A trained counsellor can help identify underlying issues, teach effective problem-solving techniques, and offer tools for managing differences in a constructive way. Marriage counselling can also help couples reconnect emotionally, rebuild trust, and develop strategies to navigate life’s challenges together.

Engaging in counselling can foster mutual understanding, deepen intimacy, and lay a solid foundation for a healthier and more fulfilling partnership. If these measures fail, you will need to make a critical decision; whether to leave, focus on your healing, and move forward, or remain in the relationship while seeking therapy to cope with the consequences.


Reader advice

He does not love you

Friday Egbaidomeh. A man who truly loves you will never resort to violence. If you hurt him, he may get upset and shout, but he will not raise his hand against you. However, if a man is physically abusive before marriage, the pain and sorrow you

experience after marrying him will only escalate. It is best to recognize this and find a way to leave before it is too late.

Consider a break

Joseph Barasa. Maintaining a three-year relationship can be challenging. You have the strength to either walk away or follow your heart. People behave in various ways; some may not be confrontational, yet they can still be cheaters, liars, and hypocrites. A relationship is not a bed of roses, and you cannot expect everything to be perfect. Instead of quitting, consider taking a break; this might help him learn to respect you.


Talk to him


Stephen Dramani. Nobody is perfect. He told you to find someone who can never hurt you, but the truth is, you will never find such a person. Just try to talk to him when you are calm; he will change for the better.



Run for dear life

Marina Batwenda. Run for your life. Life is too precious, and you only live once. You deserve a better life, and there is a man out there who will treat you like a queen. A man who does not value a woman is worth nothing.

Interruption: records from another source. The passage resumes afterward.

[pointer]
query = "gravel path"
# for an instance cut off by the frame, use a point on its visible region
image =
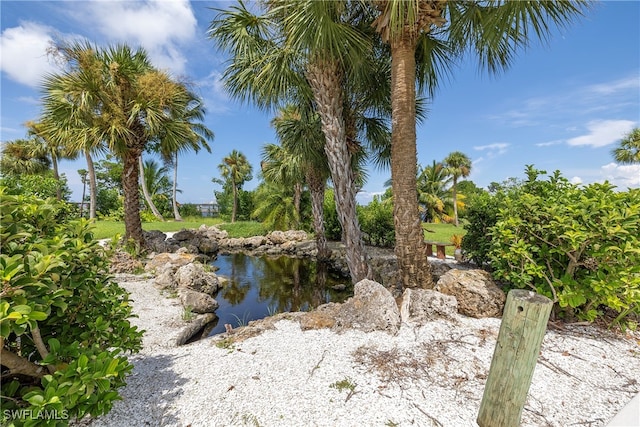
(428, 376)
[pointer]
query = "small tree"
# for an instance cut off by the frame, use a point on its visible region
(64, 324)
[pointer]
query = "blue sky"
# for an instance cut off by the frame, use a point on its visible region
(563, 105)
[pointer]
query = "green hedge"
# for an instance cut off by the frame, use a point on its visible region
(63, 321)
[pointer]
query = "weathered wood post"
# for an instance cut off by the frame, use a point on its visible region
(524, 323)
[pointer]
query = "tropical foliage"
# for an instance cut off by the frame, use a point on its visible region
(580, 246)
(628, 152)
(235, 170)
(114, 98)
(64, 327)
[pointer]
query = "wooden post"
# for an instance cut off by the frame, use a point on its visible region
(524, 323)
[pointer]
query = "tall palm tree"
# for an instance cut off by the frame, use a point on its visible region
(169, 148)
(457, 165)
(309, 47)
(435, 32)
(628, 153)
(300, 134)
(24, 156)
(280, 167)
(235, 170)
(114, 96)
(433, 194)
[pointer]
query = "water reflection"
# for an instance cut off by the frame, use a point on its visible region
(262, 286)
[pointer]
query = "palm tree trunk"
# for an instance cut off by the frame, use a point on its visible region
(235, 203)
(56, 176)
(325, 83)
(84, 190)
(145, 192)
(174, 190)
(93, 186)
(455, 201)
(297, 196)
(130, 177)
(316, 188)
(410, 249)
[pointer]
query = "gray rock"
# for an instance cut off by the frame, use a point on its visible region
(476, 292)
(194, 277)
(372, 308)
(197, 302)
(420, 306)
(184, 235)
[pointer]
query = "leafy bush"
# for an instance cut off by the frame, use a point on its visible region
(376, 223)
(579, 246)
(189, 209)
(481, 214)
(63, 322)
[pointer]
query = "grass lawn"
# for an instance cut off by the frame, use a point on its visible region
(108, 229)
(442, 233)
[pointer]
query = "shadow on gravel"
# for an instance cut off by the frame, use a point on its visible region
(147, 399)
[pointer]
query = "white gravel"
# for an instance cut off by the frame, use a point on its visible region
(428, 376)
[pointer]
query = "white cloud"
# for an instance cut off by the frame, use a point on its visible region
(161, 27)
(493, 150)
(549, 143)
(624, 84)
(622, 176)
(24, 53)
(603, 133)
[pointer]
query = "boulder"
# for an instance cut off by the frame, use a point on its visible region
(208, 246)
(476, 292)
(165, 260)
(213, 233)
(184, 235)
(372, 308)
(197, 302)
(166, 279)
(420, 306)
(194, 277)
(123, 262)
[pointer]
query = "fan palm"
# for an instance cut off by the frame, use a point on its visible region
(24, 156)
(437, 32)
(299, 50)
(628, 153)
(169, 148)
(301, 136)
(235, 170)
(433, 194)
(114, 96)
(457, 165)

It is time to call it quits

Isaac Kizito. I question the mindset of men today who insist that a man is always right and beyond questioning. Dear friend, it is time to bid him farewell.


He is just a boyfriend

Tabitha Amulen. If he is just a boyfriend and already behaves that way, imagine what it might be like if he becomes your husband. A man like that may not be deserving of your love unless you are prepared for a relationship that feels like a battleground.


Learn to love yourself

Generous Nakie. Unless you want to spend your life in misery, consider this; why stay with someone who does not care about your emotions and feelings? What is it that you love about them? Please, have some self-esteem and learn to love yourself.


You must both decide

Dun Birekyeraho. Growth in a relationship often requires both

individuals to adapt and evolve together. If the dynamic continues to be unfulfilling despite your efforts, it might be time to reconsider whether staying in the relationship is truly the best option.

He is not a good partner

Mushabe Mukama. If he refuses to apologise, take his advice and find someone who will treat you with the respect you deserve. A quarrelsome man is not a healthy choice for a partner.